L'ifop a également interrogé les professionnels du luxe sur les enjeux stratégique du secteur. L'innovation produit, la stratégie digitale et le «made in» sont les premiers cités. Leur stratégie de communication et de vente multicanal est aussi une source d'interrogations. «Le multicanal permet avant tout de donner de la continuité dans la relation, là où le luxe par principe est un lien discontinu, on n'achète pas un bijou tous les jours !», note Stephane Truchi. «Créer une relation forte et interactive est nouveau pour le luxe et donne de l'horizontalité à la relation, tout en étant au plus près du parcours du client aux moments clés de la relation et du processus d'achat», ajoute-t-il. En revanche, le multicanal n'a pas pour vocation première de servir des stratégies de conquête ou d'élargissement du public.

Quant aux réseaux sociaux, les acteurs du luxe les considèrent comme un média de spectacle qui anime la marque, sans impact sur les ventes.
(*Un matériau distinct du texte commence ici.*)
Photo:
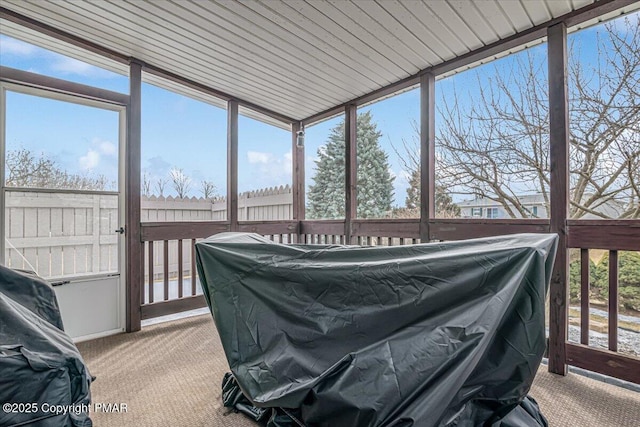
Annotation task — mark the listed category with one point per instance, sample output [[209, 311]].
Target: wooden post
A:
[[350, 173], [134, 252], [559, 190], [298, 210], [427, 153], [232, 164]]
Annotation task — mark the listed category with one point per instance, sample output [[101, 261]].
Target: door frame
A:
[[61, 90]]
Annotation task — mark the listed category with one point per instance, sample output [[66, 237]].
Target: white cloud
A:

Surtout, ils soulignent «leur difficulté à mesurer leur efficacité et leur impact mais reconnaissent que c'est un lieu d'expression à la mode donc incontournable».

En revanche, pas de doute sur les atouts du «storytelling», qui permet de revenir aux fondamentaux de la marque à travers le récit de son histoire. «Une façon de se faire connaître des pays émergents, souligne le président de l'Ifop. Mais aussi de se défendre face aux nouveaux acteurs, notamment de la mode, en réaffirmant leurs valeurs originelles et leur pérennité.» Ce qui est à l'évidence la démarche de Cartier avec son film «L'Odyssée», Grand Prix Stratégies/Amaury Médias du luxe 2012.